A subset $A$ of a group $G$ is defined to be self-linked if $A\cap gA\ne\emptyset$ for all $g\in G$. This happens if and only if $AA^{-1}=G$.

For a finite group $G$ denote by $sl(G)$ the smallest cardinality of a self-linked set in $G$. It is clear that $sl(G)\ge \sqrt{|G|}$. A more accurate lower bound is $sl(G)\ge \frac{1+\sqrt{4|G|-3}}2$. By a classical result of Singer (1938), for any power $q=p^k$ of a prime number $p$, the cyclic group $C_n$ of cardinality $n=1+q+q^2$ contains a self-linked subset of cardinality $1+q$, which implies that $sl(C_n)=1+q=\frac{1+\sqrt{4n-3}}2$. So, for such numbers $n$ the lower bound $\frac{1+\sqrt{4n-3}}2$ is exact.
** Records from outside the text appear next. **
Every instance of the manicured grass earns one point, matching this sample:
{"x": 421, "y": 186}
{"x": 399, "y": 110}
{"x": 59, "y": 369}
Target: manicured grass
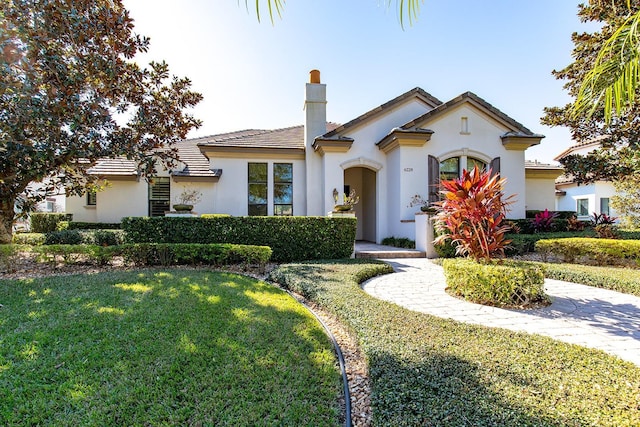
{"x": 176, "y": 347}
{"x": 626, "y": 280}
{"x": 436, "y": 372}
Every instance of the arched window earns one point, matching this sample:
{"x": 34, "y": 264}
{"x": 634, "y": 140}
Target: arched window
{"x": 450, "y": 168}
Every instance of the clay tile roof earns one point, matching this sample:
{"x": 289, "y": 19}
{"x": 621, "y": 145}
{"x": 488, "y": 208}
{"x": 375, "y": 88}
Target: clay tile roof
{"x": 427, "y": 98}
{"x": 291, "y": 137}
{"x": 196, "y": 164}
{"x": 516, "y": 128}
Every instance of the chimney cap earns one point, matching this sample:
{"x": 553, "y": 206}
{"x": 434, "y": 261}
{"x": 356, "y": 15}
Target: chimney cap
{"x": 314, "y": 76}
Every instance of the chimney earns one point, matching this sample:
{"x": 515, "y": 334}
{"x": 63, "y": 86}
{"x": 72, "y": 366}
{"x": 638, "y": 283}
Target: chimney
{"x": 315, "y": 105}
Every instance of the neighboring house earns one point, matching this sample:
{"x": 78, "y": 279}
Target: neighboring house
{"x": 387, "y": 155}
{"x": 584, "y": 199}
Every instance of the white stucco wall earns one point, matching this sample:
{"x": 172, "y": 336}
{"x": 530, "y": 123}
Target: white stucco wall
{"x": 593, "y": 192}
{"x": 77, "y": 205}
{"x": 540, "y": 194}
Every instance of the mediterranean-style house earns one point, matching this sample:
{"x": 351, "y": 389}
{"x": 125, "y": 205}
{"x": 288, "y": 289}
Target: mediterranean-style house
{"x": 584, "y": 199}
{"x": 388, "y": 155}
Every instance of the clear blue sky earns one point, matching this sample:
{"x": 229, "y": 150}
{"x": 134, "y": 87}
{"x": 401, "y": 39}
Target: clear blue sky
{"x": 252, "y": 74}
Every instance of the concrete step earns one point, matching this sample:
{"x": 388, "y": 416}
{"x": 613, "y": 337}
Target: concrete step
{"x": 390, "y": 254}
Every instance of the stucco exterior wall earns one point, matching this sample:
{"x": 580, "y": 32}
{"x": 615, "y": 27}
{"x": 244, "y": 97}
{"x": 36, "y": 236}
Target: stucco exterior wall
{"x": 77, "y": 205}
{"x": 482, "y": 141}
{"x": 540, "y": 194}
{"x": 593, "y": 192}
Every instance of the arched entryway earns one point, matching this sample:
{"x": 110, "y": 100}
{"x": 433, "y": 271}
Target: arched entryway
{"x": 363, "y": 181}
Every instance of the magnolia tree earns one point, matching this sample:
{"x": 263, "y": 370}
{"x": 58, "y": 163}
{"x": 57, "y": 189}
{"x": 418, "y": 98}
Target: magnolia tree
{"x": 71, "y": 93}
{"x": 473, "y": 214}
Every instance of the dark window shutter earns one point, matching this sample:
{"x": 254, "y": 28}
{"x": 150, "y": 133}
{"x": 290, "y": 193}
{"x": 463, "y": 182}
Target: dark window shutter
{"x": 495, "y": 166}
{"x": 434, "y": 179}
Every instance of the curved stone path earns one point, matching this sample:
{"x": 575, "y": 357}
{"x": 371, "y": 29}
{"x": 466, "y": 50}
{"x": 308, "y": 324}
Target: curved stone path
{"x": 579, "y": 314}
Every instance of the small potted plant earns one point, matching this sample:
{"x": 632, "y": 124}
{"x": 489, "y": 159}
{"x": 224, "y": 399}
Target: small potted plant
{"x": 417, "y": 200}
{"x": 187, "y": 199}
{"x": 347, "y": 201}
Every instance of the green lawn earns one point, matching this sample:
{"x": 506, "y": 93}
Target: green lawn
{"x": 430, "y": 371}
{"x": 178, "y": 347}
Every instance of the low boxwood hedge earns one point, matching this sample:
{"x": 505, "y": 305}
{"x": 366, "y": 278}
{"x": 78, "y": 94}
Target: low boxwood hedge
{"x": 499, "y": 283}
{"x": 33, "y": 239}
{"x": 427, "y": 371}
{"x": 43, "y": 222}
{"x": 290, "y": 238}
{"x": 591, "y": 250}
{"x": 108, "y": 237}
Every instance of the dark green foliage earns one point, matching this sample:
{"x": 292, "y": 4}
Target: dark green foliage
{"x": 399, "y": 242}
{"x": 87, "y": 237}
{"x": 44, "y": 222}
{"x": 290, "y": 238}
{"x": 506, "y": 284}
{"x": 79, "y": 225}
{"x": 592, "y": 251}
{"x": 9, "y": 255}
{"x": 559, "y": 214}
{"x": 427, "y": 371}
{"x": 33, "y": 239}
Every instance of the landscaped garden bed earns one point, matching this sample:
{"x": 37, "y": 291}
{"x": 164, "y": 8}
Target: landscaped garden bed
{"x": 430, "y": 371}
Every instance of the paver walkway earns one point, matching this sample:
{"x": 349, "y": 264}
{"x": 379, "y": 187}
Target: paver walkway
{"x": 584, "y": 315}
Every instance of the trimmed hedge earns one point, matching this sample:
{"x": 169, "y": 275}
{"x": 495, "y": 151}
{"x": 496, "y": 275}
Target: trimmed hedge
{"x": 510, "y": 284}
{"x": 33, "y": 239}
{"x": 79, "y": 225}
{"x": 44, "y": 222}
{"x": 290, "y": 238}
{"x": 157, "y": 254}
{"x": 596, "y": 251}
{"x": 88, "y": 237}
{"x": 428, "y": 371}
{"x": 399, "y": 242}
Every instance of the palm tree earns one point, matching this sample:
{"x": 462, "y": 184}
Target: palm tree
{"x": 615, "y": 76}
{"x": 406, "y": 8}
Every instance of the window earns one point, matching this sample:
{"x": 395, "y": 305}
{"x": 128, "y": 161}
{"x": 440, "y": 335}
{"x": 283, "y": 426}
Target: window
{"x": 582, "y": 207}
{"x": 450, "y": 168}
{"x": 283, "y": 189}
{"x": 257, "y": 189}
{"x": 604, "y": 206}
{"x": 159, "y": 194}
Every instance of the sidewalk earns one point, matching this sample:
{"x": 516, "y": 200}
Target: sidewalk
{"x": 583, "y": 315}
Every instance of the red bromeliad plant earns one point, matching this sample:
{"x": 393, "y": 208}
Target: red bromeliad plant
{"x": 473, "y": 214}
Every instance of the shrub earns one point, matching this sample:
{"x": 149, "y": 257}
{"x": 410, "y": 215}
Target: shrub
{"x": 559, "y": 214}
{"x": 473, "y": 214}
{"x": 64, "y": 237}
{"x": 595, "y": 251}
{"x": 543, "y": 221}
{"x": 9, "y": 255}
{"x": 399, "y": 242}
{"x": 508, "y": 284}
{"x": 290, "y": 238}
{"x": 44, "y": 222}
{"x": 79, "y": 225}
{"x": 33, "y": 239}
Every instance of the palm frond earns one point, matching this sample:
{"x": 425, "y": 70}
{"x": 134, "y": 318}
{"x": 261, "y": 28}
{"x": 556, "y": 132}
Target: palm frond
{"x": 613, "y": 80}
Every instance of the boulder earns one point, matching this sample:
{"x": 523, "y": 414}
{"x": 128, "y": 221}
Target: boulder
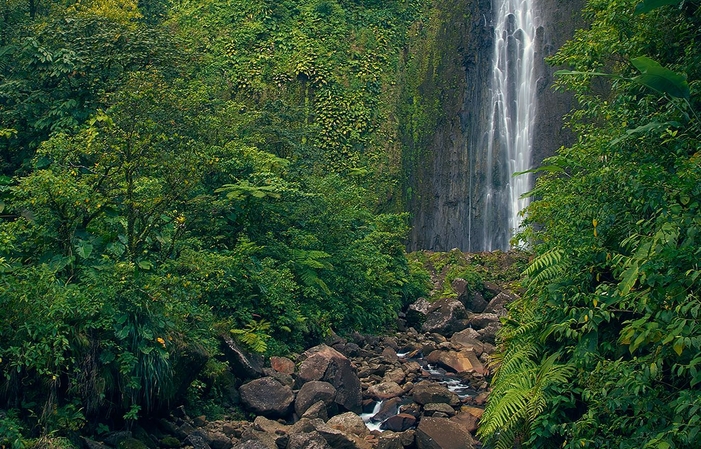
{"x": 92, "y": 444}
{"x": 243, "y": 364}
{"x": 217, "y": 440}
{"x": 459, "y": 286}
{"x": 396, "y": 375}
{"x": 481, "y": 320}
{"x": 317, "y": 411}
{"x": 428, "y": 392}
{"x": 489, "y": 333}
{"x": 305, "y": 425}
{"x": 282, "y": 365}
{"x": 445, "y": 316}
{"x": 430, "y": 409}
{"x": 416, "y": 312}
{"x": 441, "y": 433}
{"x": 197, "y": 442}
{"x": 388, "y": 409}
{"x": 268, "y": 397}
{"x": 385, "y": 390}
{"x": 389, "y": 355}
{"x": 421, "y": 305}
{"x": 263, "y": 424}
{"x": 474, "y": 302}
{"x": 311, "y": 440}
{"x": 252, "y": 444}
{"x": 326, "y": 364}
{"x": 468, "y": 418}
{"x": 457, "y": 361}
{"x": 399, "y": 423}
{"x": 338, "y": 439}
{"x": 498, "y": 304}
{"x": 349, "y": 422}
{"x": 312, "y": 392}
{"x": 468, "y": 339}
{"x": 390, "y": 440}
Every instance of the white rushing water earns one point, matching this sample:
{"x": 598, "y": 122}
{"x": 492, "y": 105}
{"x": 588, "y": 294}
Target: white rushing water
{"x": 512, "y": 116}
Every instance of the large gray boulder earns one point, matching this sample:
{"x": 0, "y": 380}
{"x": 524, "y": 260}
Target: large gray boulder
{"x": 428, "y": 392}
{"x": 385, "y": 390}
{"x": 311, "y": 440}
{"x": 461, "y": 361}
{"x": 349, "y": 422}
{"x": 326, "y": 364}
{"x": 268, "y": 397}
{"x": 313, "y": 392}
{"x": 498, "y": 304}
{"x": 243, "y": 364}
{"x": 441, "y": 433}
{"x": 445, "y": 317}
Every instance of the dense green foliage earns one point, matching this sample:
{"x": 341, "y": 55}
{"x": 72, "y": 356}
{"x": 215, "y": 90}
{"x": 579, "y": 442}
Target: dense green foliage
{"x": 173, "y": 172}
{"x": 603, "y": 349}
In this paper we prove the upper bound $sl(C_n)\le \sqrt{2n}$ holding for all $n\ne 4$.

Problem 1. Is $sl(C_n)=(1+o(1))\sqrt{n}$?

This problem is equivalent to

Problem 2. Does the limit $\lim_{n\to\infty}{sl(C_n)}/{\sqrt{n}}$ exist?
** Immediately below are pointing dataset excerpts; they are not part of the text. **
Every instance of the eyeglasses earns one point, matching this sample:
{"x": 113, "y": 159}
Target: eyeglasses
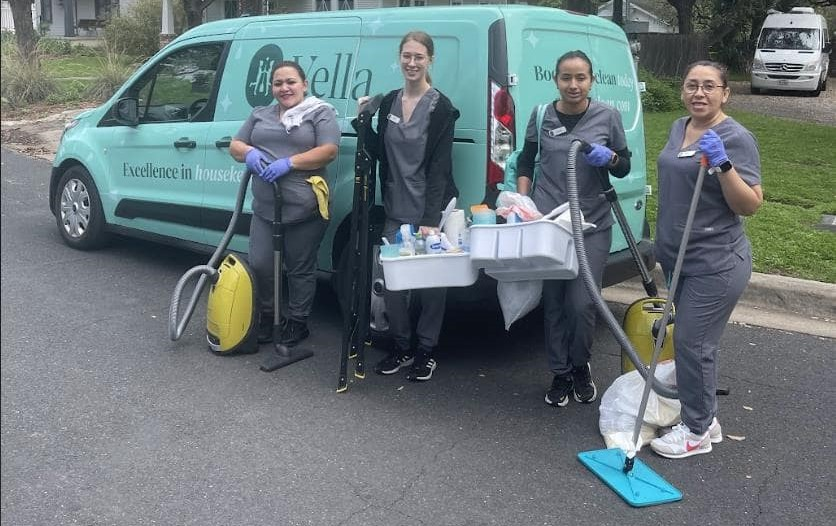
{"x": 707, "y": 87}
{"x": 409, "y": 57}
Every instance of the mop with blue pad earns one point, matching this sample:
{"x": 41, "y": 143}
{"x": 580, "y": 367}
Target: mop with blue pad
{"x": 622, "y": 471}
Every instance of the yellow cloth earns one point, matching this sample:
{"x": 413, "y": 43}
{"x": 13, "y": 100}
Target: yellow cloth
{"x": 320, "y": 188}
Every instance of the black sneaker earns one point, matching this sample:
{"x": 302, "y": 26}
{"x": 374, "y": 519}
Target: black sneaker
{"x": 265, "y": 327}
{"x": 393, "y": 363}
{"x": 422, "y": 369}
{"x": 293, "y": 332}
{"x": 558, "y": 395}
{"x": 585, "y": 391}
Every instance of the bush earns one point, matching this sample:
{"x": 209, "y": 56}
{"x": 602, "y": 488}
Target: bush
{"x": 22, "y": 81}
{"x": 660, "y": 94}
{"x": 136, "y": 33}
{"x": 115, "y": 70}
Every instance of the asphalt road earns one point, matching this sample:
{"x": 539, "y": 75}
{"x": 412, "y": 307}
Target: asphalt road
{"x": 107, "y": 422}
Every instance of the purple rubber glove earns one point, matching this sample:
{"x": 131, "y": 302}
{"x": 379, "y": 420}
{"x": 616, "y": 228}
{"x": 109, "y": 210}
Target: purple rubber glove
{"x": 256, "y": 160}
{"x": 598, "y": 155}
{"x": 276, "y": 169}
{"x": 712, "y": 146}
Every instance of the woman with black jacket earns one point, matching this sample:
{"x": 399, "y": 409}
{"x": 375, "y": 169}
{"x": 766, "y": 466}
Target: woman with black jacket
{"x": 413, "y": 146}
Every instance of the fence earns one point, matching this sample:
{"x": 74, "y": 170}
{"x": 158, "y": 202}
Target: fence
{"x": 8, "y": 19}
{"x": 667, "y": 54}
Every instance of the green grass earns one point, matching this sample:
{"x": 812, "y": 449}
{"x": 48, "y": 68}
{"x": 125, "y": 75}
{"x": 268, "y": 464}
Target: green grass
{"x": 798, "y": 169}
If the answer to Problems 1,2 are negative, then we can also ask

Problem 3. Evaluate the constant $\lambda:=\limsup_{n\to\infty}{sl(C_n)}/{\sqrt{n}}$.

At the moment it is known that $1\le\lambda\le\sqrt{2}$.

Answer 1

The difference cover problem has been better studied in the context of $\mathbf{Z}$. Redei, Renyi, and others in the 40s asked for the size of the smallest set $A$ such that $A-A$ covers $\{1,2,\dots,N\}$. They proved an upper bound of roughly $\sqrt{8/3} \sqrt{N}$. To prove this they combined Singer's construction of a perfect difference set with the "perfect ruler" $\{0,1,4,6\}$ (which has difference set $\{-6,\dots,6\}$ each with multiplicity one). This was later improved by Leech and Golay to $\sqrt{8/3 - \epsilon}\sqrt{N}$ (for explicit but not very large $\epsilon$). More interestingly, Redei and Renyi proved a nontrivial lower bound of the form $\sqrt{2 + \frac{4}{3\pi}}\sqrt{N}$.

The upper bound can easily be ported to the cyclic problem by taking $N\approx n/2$ and reducing the set $A$ modulo $n$. This proves an upper bound of roughly $\sqrt{4/3}\sqrt{n}$. However, because of the nontrivial lower bound, this proof technique cannot prove $(1+o(1))\sqrt{n}$. Indeed I think it suggests caution.